According to an article in Scientific American, "consciousness" is everything a person experiences: a personal sense of reality based on experiences of one's own real life events. The article discusses the neuronal correlates of consciousness and the neurological process that go behind the brain's formations of conscious thinking, saying how the senses relay information through the spinal cord to the cerebellum in order to translate physical experience into neurological interpretation. For hundreds of thousands of years humans have been trying to find ways to alter their states of consciousness. This varies widely across cultural groups, religious practices, and more so when looking from individual to individual.
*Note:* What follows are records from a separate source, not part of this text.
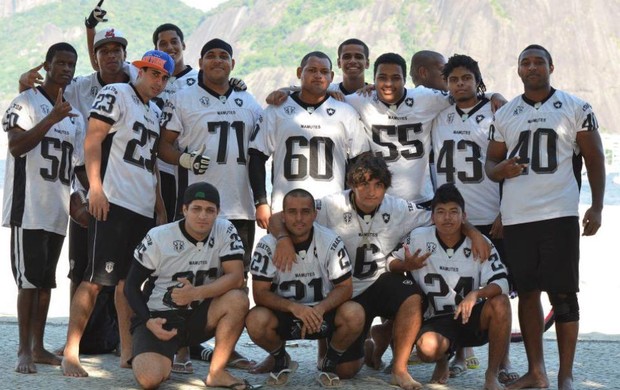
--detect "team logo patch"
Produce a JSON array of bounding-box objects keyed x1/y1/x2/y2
[
  {"x1": 172, "y1": 240, "x2": 185, "y2": 253},
  {"x1": 512, "y1": 106, "x2": 523, "y2": 116}
]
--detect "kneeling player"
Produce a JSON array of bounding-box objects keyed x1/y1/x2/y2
[
  {"x1": 125, "y1": 182, "x2": 251, "y2": 389},
  {"x1": 246, "y1": 189, "x2": 364, "y2": 387},
  {"x1": 389, "y1": 184, "x2": 511, "y2": 389}
]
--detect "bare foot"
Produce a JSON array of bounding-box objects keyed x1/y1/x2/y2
[
  {"x1": 248, "y1": 354, "x2": 274, "y2": 374},
  {"x1": 431, "y1": 359, "x2": 450, "y2": 385},
  {"x1": 390, "y1": 371, "x2": 422, "y2": 390},
  {"x1": 507, "y1": 371, "x2": 549, "y2": 389},
  {"x1": 61, "y1": 356, "x2": 88, "y2": 378},
  {"x1": 15, "y1": 354, "x2": 37, "y2": 374},
  {"x1": 32, "y1": 349, "x2": 62, "y2": 366}
]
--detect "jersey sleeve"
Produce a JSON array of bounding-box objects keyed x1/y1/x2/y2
[{"x1": 250, "y1": 234, "x2": 277, "y2": 282}]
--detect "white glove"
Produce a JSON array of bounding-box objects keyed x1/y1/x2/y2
[{"x1": 179, "y1": 144, "x2": 211, "y2": 175}]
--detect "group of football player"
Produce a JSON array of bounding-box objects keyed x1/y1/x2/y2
[{"x1": 3, "y1": 1, "x2": 605, "y2": 390}]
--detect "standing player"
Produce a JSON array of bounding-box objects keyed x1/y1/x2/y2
[
  {"x1": 62, "y1": 50, "x2": 174, "y2": 376},
  {"x1": 486, "y1": 45, "x2": 605, "y2": 389},
  {"x1": 389, "y1": 184, "x2": 511, "y2": 389},
  {"x1": 246, "y1": 189, "x2": 364, "y2": 387},
  {"x1": 249, "y1": 51, "x2": 368, "y2": 228},
  {"x1": 2, "y1": 42, "x2": 84, "y2": 374},
  {"x1": 125, "y1": 182, "x2": 251, "y2": 389}
]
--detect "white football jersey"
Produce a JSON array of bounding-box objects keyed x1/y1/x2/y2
[
  {"x1": 161, "y1": 82, "x2": 263, "y2": 220},
  {"x1": 90, "y1": 83, "x2": 161, "y2": 218},
  {"x1": 153, "y1": 65, "x2": 198, "y2": 175},
  {"x1": 65, "y1": 63, "x2": 138, "y2": 122},
  {"x1": 393, "y1": 226, "x2": 509, "y2": 318},
  {"x1": 316, "y1": 190, "x2": 431, "y2": 297},
  {"x1": 489, "y1": 90, "x2": 598, "y2": 225},
  {"x1": 250, "y1": 223, "x2": 351, "y2": 305},
  {"x1": 250, "y1": 96, "x2": 369, "y2": 212},
  {"x1": 346, "y1": 88, "x2": 450, "y2": 203},
  {"x1": 431, "y1": 99, "x2": 499, "y2": 226},
  {"x1": 134, "y1": 218, "x2": 243, "y2": 311},
  {"x1": 2, "y1": 87, "x2": 84, "y2": 236}
]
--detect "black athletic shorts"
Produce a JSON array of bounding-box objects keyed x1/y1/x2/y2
[
  {"x1": 67, "y1": 219, "x2": 88, "y2": 284},
  {"x1": 504, "y1": 217, "x2": 579, "y2": 293},
  {"x1": 272, "y1": 310, "x2": 336, "y2": 340},
  {"x1": 340, "y1": 272, "x2": 424, "y2": 362},
  {"x1": 11, "y1": 226, "x2": 65, "y2": 289},
  {"x1": 230, "y1": 219, "x2": 256, "y2": 274},
  {"x1": 418, "y1": 301, "x2": 489, "y2": 356},
  {"x1": 83, "y1": 203, "x2": 155, "y2": 286},
  {"x1": 132, "y1": 299, "x2": 213, "y2": 361}
]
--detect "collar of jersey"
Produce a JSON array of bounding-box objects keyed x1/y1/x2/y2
[
  {"x1": 179, "y1": 218, "x2": 211, "y2": 245},
  {"x1": 521, "y1": 87, "x2": 555, "y2": 107},
  {"x1": 291, "y1": 92, "x2": 329, "y2": 111},
  {"x1": 196, "y1": 70, "x2": 233, "y2": 99},
  {"x1": 454, "y1": 97, "x2": 489, "y2": 118}
]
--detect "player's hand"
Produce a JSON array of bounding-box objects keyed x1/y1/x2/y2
[
  {"x1": 179, "y1": 144, "x2": 211, "y2": 175},
  {"x1": 403, "y1": 244, "x2": 431, "y2": 271},
  {"x1": 84, "y1": 0, "x2": 108, "y2": 28},
  {"x1": 146, "y1": 317, "x2": 177, "y2": 341},
  {"x1": 170, "y1": 278, "x2": 198, "y2": 307},
  {"x1": 88, "y1": 187, "x2": 110, "y2": 221},
  {"x1": 327, "y1": 91, "x2": 344, "y2": 102},
  {"x1": 489, "y1": 214, "x2": 504, "y2": 240},
  {"x1": 355, "y1": 84, "x2": 375, "y2": 96},
  {"x1": 265, "y1": 89, "x2": 288, "y2": 106},
  {"x1": 228, "y1": 77, "x2": 248, "y2": 92},
  {"x1": 19, "y1": 62, "x2": 45, "y2": 93},
  {"x1": 581, "y1": 207, "x2": 603, "y2": 236},
  {"x1": 454, "y1": 291, "x2": 478, "y2": 324},
  {"x1": 47, "y1": 88, "x2": 77, "y2": 123},
  {"x1": 491, "y1": 93, "x2": 508, "y2": 112}
]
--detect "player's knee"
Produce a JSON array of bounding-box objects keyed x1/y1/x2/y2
[{"x1": 549, "y1": 292, "x2": 579, "y2": 323}]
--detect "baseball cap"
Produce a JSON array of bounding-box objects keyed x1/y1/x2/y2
[
  {"x1": 183, "y1": 181, "x2": 220, "y2": 208},
  {"x1": 93, "y1": 27, "x2": 127, "y2": 51},
  {"x1": 132, "y1": 50, "x2": 174, "y2": 76}
]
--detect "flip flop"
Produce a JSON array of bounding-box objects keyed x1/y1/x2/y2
[
  {"x1": 265, "y1": 360, "x2": 299, "y2": 386},
  {"x1": 316, "y1": 371, "x2": 342, "y2": 389},
  {"x1": 172, "y1": 360, "x2": 194, "y2": 374},
  {"x1": 465, "y1": 356, "x2": 480, "y2": 370},
  {"x1": 497, "y1": 368, "x2": 521, "y2": 385},
  {"x1": 448, "y1": 363, "x2": 467, "y2": 378}
]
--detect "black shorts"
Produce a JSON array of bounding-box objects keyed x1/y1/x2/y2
[
  {"x1": 418, "y1": 301, "x2": 489, "y2": 356},
  {"x1": 272, "y1": 310, "x2": 336, "y2": 340},
  {"x1": 504, "y1": 217, "x2": 579, "y2": 293},
  {"x1": 230, "y1": 219, "x2": 256, "y2": 273},
  {"x1": 132, "y1": 299, "x2": 213, "y2": 361},
  {"x1": 83, "y1": 203, "x2": 155, "y2": 286},
  {"x1": 340, "y1": 272, "x2": 424, "y2": 362},
  {"x1": 67, "y1": 219, "x2": 88, "y2": 284},
  {"x1": 11, "y1": 226, "x2": 65, "y2": 289}
]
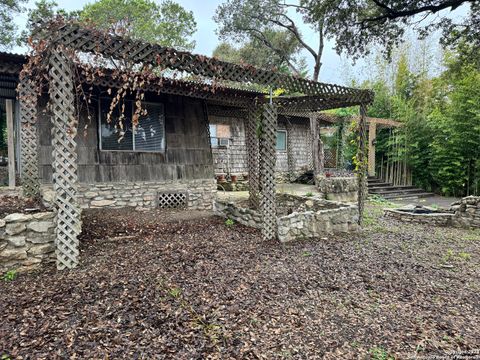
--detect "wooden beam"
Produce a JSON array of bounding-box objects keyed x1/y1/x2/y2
[
  {"x1": 5, "y1": 99, "x2": 15, "y2": 189},
  {"x1": 368, "y1": 122, "x2": 377, "y2": 176}
]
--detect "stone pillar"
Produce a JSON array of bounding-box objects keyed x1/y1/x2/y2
[
  {"x1": 259, "y1": 103, "x2": 277, "y2": 240},
  {"x1": 245, "y1": 103, "x2": 262, "y2": 209},
  {"x1": 49, "y1": 49, "x2": 81, "y2": 270},
  {"x1": 368, "y1": 122, "x2": 377, "y2": 176},
  {"x1": 18, "y1": 77, "x2": 40, "y2": 197},
  {"x1": 357, "y1": 104, "x2": 367, "y2": 225}
]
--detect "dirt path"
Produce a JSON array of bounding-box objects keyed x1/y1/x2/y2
[{"x1": 0, "y1": 207, "x2": 480, "y2": 359}]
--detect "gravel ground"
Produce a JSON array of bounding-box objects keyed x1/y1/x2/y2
[{"x1": 0, "y1": 206, "x2": 480, "y2": 359}]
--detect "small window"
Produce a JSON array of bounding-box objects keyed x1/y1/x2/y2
[
  {"x1": 100, "y1": 98, "x2": 165, "y2": 152},
  {"x1": 277, "y1": 130, "x2": 287, "y2": 151},
  {"x1": 210, "y1": 124, "x2": 230, "y2": 147}
]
In Ancient Greece, maenads would attempt this by ecstatic and frenzied dance. In Sufi Mysticism, also known as Rumism, there is a similar practice of the whirling dervishes where spinning in circles to music is done in order to create a connection with the Divine. In some more extreme cases, it may include forms of asceticism such as fasting, celibacy, or extreme isolation.
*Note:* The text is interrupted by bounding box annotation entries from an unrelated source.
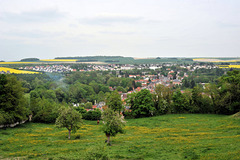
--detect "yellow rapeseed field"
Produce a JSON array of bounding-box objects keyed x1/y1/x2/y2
[
  {"x1": 193, "y1": 58, "x2": 240, "y2": 63},
  {"x1": 0, "y1": 62, "x2": 37, "y2": 64},
  {"x1": 218, "y1": 65, "x2": 240, "y2": 68},
  {"x1": 0, "y1": 67, "x2": 40, "y2": 74},
  {"x1": 40, "y1": 59, "x2": 77, "y2": 62}
]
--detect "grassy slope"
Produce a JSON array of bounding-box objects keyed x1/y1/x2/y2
[{"x1": 0, "y1": 114, "x2": 240, "y2": 159}]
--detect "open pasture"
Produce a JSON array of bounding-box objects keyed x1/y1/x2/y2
[
  {"x1": 218, "y1": 65, "x2": 240, "y2": 68},
  {"x1": 0, "y1": 67, "x2": 41, "y2": 74},
  {"x1": 0, "y1": 114, "x2": 240, "y2": 160}
]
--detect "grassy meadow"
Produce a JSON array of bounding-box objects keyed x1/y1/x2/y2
[
  {"x1": 0, "y1": 67, "x2": 41, "y2": 74},
  {"x1": 0, "y1": 114, "x2": 240, "y2": 160}
]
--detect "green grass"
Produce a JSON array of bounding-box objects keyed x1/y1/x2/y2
[{"x1": 0, "y1": 114, "x2": 240, "y2": 160}]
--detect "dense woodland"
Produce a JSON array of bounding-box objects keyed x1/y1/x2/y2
[{"x1": 0, "y1": 69, "x2": 240, "y2": 125}]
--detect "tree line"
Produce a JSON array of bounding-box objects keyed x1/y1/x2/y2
[{"x1": 124, "y1": 70, "x2": 240, "y2": 118}]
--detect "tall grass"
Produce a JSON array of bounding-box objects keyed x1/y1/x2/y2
[{"x1": 0, "y1": 114, "x2": 240, "y2": 159}]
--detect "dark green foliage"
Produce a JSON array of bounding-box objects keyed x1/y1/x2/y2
[
  {"x1": 218, "y1": 70, "x2": 240, "y2": 114},
  {"x1": 56, "y1": 107, "x2": 83, "y2": 139},
  {"x1": 31, "y1": 98, "x2": 59, "y2": 123},
  {"x1": 102, "y1": 108, "x2": 125, "y2": 136},
  {"x1": 106, "y1": 90, "x2": 123, "y2": 113},
  {"x1": 131, "y1": 89, "x2": 156, "y2": 118},
  {"x1": 0, "y1": 74, "x2": 29, "y2": 124},
  {"x1": 153, "y1": 85, "x2": 172, "y2": 115},
  {"x1": 172, "y1": 90, "x2": 190, "y2": 113},
  {"x1": 83, "y1": 109, "x2": 101, "y2": 120}
]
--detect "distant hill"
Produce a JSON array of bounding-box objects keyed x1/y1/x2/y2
[
  {"x1": 55, "y1": 56, "x2": 196, "y2": 64},
  {"x1": 20, "y1": 58, "x2": 40, "y2": 62}
]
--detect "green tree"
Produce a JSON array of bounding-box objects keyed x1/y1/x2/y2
[
  {"x1": 219, "y1": 70, "x2": 240, "y2": 114},
  {"x1": 56, "y1": 107, "x2": 83, "y2": 139},
  {"x1": 131, "y1": 89, "x2": 156, "y2": 118},
  {"x1": 0, "y1": 74, "x2": 29, "y2": 124},
  {"x1": 102, "y1": 108, "x2": 126, "y2": 144},
  {"x1": 153, "y1": 84, "x2": 172, "y2": 114},
  {"x1": 106, "y1": 90, "x2": 123, "y2": 113},
  {"x1": 172, "y1": 90, "x2": 189, "y2": 113}
]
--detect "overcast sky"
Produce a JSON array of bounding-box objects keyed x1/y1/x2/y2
[{"x1": 0, "y1": 0, "x2": 240, "y2": 61}]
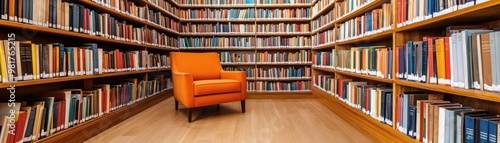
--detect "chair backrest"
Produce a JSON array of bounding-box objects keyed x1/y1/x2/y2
[{"x1": 170, "y1": 52, "x2": 222, "y2": 80}]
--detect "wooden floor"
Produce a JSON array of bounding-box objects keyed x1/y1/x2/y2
[{"x1": 87, "y1": 97, "x2": 372, "y2": 143}]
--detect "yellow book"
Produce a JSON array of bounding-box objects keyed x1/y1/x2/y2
[
  {"x1": 31, "y1": 44, "x2": 38, "y2": 80},
  {"x1": 436, "y1": 38, "x2": 446, "y2": 84},
  {"x1": 0, "y1": 40, "x2": 9, "y2": 82}
]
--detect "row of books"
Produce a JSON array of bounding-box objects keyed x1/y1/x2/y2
[
  {"x1": 89, "y1": 0, "x2": 179, "y2": 31},
  {"x1": 311, "y1": 0, "x2": 335, "y2": 16},
  {"x1": 0, "y1": 40, "x2": 170, "y2": 83},
  {"x1": 256, "y1": 8, "x2": 311, "y2": 19},
  {"x1": 0, "y1": 1, "x2": 179, "y2": 47},
  {"x1": 180, "y1": 37, "x2": 255, "y2": 49},
  {"x1": 395, "y1": 92, "x2": 500, "y2": 143},
  {"x1": 247, "y1": 81, "x2": 311, "y2": 92},
  {"x1": 256, "y1": 36, "x2": 311, "y2": 48},
  {"x1": 180, "y1": 22, "x2": 256, "y2": 33},
  {"x1": 219, "y1": 50, "x2": 311, "y2": 63},
  {"x1": 257, "y1": 23, "x2": 310, "y2": 33},
  {"x1": 257, "y1": 0, "x2": 311, "y2": 5},
  {"x1": 180, "y1": 36, "x2": 311, "y2": 49},
  {"x1": 148, "y1": 0, "x2": 180, "y2": 16},
  {"x1": 177, "y1": 0, "x2": 254, "y2": 6},
  {"x1": 311, "y1": 9, "x2": 335, "y2": 31},
  {"x1": 311, "y1": 29, "x2": 337, "y2": 47},
  {"x1": 224, "y1": 66, "x2": 311, "y2": 79},
  {"x1": 313, "y1": 75, "x2": 394, "y2": 126},
  {"x1": 313, "y1": 46, "x2": 393, "y2": 79},
  {"x1": 0, "y1": 75, "x2": 172, "y2": 143},
  {"x1": 337, "y1": 3, "x2": 392, "y2": 41},
  {"x1": 397, "y1": 0, "x2": 489, "y2": 27},
  {"x1": 395, "y1": 27, "x2": 500, "y2": 91},
  {"x1": 335, "y1": 0, "x2": 378, "y2": 20},
  {"x1": 179, "y1": 8, "x2": 255, "y2": 20}
]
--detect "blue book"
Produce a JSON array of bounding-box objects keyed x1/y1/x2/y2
[
  {"x1": 488, "y1": 120, "x2": 500, "y2": 143},
  {"x1": 83, "y1": 43, "x2": 99, "y2": 74}
]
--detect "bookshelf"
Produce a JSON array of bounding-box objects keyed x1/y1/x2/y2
[
  {"x1": 0, "y1": 0, "x2": 180, "y2": 143},
  {"x1": 311, "y1": 0, "x2": 500, "y2": 142},
  {"x1": 177, "y1": 0, "x2": 311, "y2": 94}
]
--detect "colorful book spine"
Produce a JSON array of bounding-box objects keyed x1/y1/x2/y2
[{"x1": 247, "y1": 81, "x2": 311, "y2": 92}]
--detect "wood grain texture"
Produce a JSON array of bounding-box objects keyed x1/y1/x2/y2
[
  {"x1": 86, "y1": 98, "x2": 372, "y2": 143},
  {"x1": 37, "y1": 90, "x2": 173, "y2": 143}
]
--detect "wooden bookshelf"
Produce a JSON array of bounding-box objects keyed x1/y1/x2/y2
[
  {"x1": 179, "y1": 4, "x2": 255, "y2": 9},
  {"x1": 35, "y1": 89, "x2": 173, "y2": 143},
  {"x1": 179, "y1": 18, "x2": 255, "y2": 23},
  {"x1": 311, "y1": 0, "x2": 500, "y2": 142},
  {"x1": 0, "y1": 0, "x2": 179, "y2": 143},
  {"x1": 0, "y1": 68, "x2": 170, "y2": 88},
  {"x1": 179, "y1": 3, "x2": 311, "y2": 93},
  {"x1": 311, "y1": 0, "x2": 335, "y2": 20},
  {"x1": 0, "y1": 20, "x2": 177, "y2": 51},
  {"x1": 139, "y1": 0, "x2": 180, "y2": 20},
  {"x1": 247, "y1": 77, "x2": 311, "y2": 81},
  {"x1": 313, "y1": 67, "x2": 393, "y2": 83},
  {"x1": 255, "y1": 3, "x2": 311, "y2": 8},
  {"x1": 78, "y1": 0, "x2": 179, "y2": 35},
  {"x1": 312, "y1": 87, "x2": 417, "y2": 143}
]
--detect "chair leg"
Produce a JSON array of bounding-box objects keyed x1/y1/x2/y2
[
  {"x1": 241, "y1": 100, "x2": 245, "y2": 113},
  {"x1": 188, "y1": 108, "x2": 192, "y2": 123},
  {"x1": 174, "y1": 99, "x2": 179, "y2": 110}
]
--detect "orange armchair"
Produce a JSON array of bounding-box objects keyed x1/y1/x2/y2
[{"x1": 170, "y1": 52, "x2": 246, "y2": 122}]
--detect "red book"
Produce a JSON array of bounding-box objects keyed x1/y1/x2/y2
[
  {"x1": 13, "y1": 111, "x2": 28, "y2": 143},
  {"x1": 444, "y1": 37, "x2": 451, "y2": 85}
]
In an attempt to focus and clarify what was a growing interest in this field, 1994 educator and businessman Laurence O. McKinney published the first book on the subject, titled Neurotheology: Virtual Religion in the 21st Century. In addition to being written for a popular audience, it was also promoted in the theological journal Zygon. According to McKinney, "neurotheology" sources the basis of religious inquiry in relatively recent developmental neurophysiology. McKinney's theory emphasizes how pre-frontal development in humans creates an illusion of chronological time as a fundamental part of normal adult cognition past the age of three. The inability of the adult brain to retrieve earlier images experienced by an infantile brain creates questions such as "Where did I come from?" and "Where does it all go?" He suggests that this neurological process led to the creation of various religious explanations. Moreover, studies behind the experience of death as a peaceful regression into timelessness as the brain dies won praise from readers as varied as writer Arthur C. Clarke, eminent theologian Harvey Cox, and the Dalai Lama and sparked a new interest in the field. [citation needed] Similarly, radical Catholic theologian Eugen Drewermann developed a two-volume critique of traditional conceptions of God and the soul in which he reinterpreted religion based on contemporary neuroscientific research.
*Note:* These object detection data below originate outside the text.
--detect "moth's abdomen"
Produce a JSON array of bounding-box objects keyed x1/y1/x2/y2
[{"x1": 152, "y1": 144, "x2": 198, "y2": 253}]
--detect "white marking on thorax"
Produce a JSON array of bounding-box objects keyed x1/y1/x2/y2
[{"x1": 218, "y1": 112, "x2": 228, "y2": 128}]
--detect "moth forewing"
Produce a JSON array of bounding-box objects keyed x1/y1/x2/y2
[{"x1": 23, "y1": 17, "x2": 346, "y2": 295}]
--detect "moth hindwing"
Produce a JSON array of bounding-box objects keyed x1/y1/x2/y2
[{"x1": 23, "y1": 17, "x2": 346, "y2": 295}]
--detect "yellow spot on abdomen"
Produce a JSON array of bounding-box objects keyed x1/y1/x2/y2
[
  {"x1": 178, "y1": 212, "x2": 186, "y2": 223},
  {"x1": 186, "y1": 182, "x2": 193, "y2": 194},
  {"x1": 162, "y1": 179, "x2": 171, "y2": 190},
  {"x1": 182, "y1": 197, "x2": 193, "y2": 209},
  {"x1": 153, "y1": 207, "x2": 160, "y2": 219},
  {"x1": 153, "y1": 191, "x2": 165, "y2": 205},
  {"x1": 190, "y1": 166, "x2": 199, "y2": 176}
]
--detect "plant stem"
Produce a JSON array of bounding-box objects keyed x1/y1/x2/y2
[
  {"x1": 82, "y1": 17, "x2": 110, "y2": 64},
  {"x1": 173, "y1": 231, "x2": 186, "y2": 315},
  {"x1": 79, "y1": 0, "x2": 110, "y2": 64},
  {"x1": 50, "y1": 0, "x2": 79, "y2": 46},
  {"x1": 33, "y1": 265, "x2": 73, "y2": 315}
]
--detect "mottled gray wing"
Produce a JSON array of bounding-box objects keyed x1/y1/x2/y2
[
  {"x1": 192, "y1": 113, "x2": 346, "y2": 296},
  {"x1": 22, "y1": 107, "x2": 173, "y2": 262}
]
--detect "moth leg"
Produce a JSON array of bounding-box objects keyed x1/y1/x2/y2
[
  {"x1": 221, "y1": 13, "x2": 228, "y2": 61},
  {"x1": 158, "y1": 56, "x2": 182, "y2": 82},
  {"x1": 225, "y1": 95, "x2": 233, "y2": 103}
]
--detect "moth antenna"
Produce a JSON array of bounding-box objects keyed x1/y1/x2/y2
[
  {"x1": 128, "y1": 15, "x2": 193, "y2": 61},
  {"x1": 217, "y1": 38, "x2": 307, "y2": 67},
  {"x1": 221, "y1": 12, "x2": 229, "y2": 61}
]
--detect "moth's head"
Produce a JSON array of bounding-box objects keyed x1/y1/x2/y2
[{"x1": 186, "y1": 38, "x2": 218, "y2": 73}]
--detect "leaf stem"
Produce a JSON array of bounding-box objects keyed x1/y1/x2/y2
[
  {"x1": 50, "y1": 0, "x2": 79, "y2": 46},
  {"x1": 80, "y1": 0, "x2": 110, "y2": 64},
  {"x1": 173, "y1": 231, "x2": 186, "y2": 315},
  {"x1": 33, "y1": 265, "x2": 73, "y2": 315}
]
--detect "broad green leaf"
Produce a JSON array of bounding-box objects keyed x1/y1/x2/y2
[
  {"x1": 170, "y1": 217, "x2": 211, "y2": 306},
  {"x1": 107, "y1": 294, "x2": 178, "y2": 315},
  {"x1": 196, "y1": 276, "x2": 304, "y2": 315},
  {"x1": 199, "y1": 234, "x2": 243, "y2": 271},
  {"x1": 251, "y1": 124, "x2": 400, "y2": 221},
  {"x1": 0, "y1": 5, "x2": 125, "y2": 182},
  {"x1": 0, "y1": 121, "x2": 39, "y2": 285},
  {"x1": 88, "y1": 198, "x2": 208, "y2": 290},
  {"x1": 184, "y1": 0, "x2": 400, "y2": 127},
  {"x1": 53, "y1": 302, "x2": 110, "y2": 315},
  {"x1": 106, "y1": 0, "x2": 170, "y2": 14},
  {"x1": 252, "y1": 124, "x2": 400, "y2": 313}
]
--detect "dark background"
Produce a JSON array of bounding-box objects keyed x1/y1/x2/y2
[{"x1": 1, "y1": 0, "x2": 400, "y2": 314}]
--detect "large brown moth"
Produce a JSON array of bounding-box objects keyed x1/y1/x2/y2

The neuroscientist Andrew B. Newberg has claimed that "intensely focused spiritual contemplation triggers an alteration in the activity of the brain that leads one to perceive transcendent religious experiences as solid, tangible reality. In other words, the sensation that Buddhists call oneness with the universe." The orientation area requires sensory input to do its calculus. "If you block sensory inputs to this region, as you do during the intense concentration of meditation, you prevent the brain from forming the distinction between self and not-self," says Newberg. With no information from the senses arriving, the left orientation area cannot find any boundary between the self and the world. As a result, the brain seems to have no choice but "to perceive the self as endless and intimately interwoven with everyone and everything." "The right orientation area, equally bereft of sensory data, defaults to a feeling of infinite space. The meditators feel that they have touched infinity." Still, it has also been argued "that neurotheology should be conceived and practiced within a theological framework."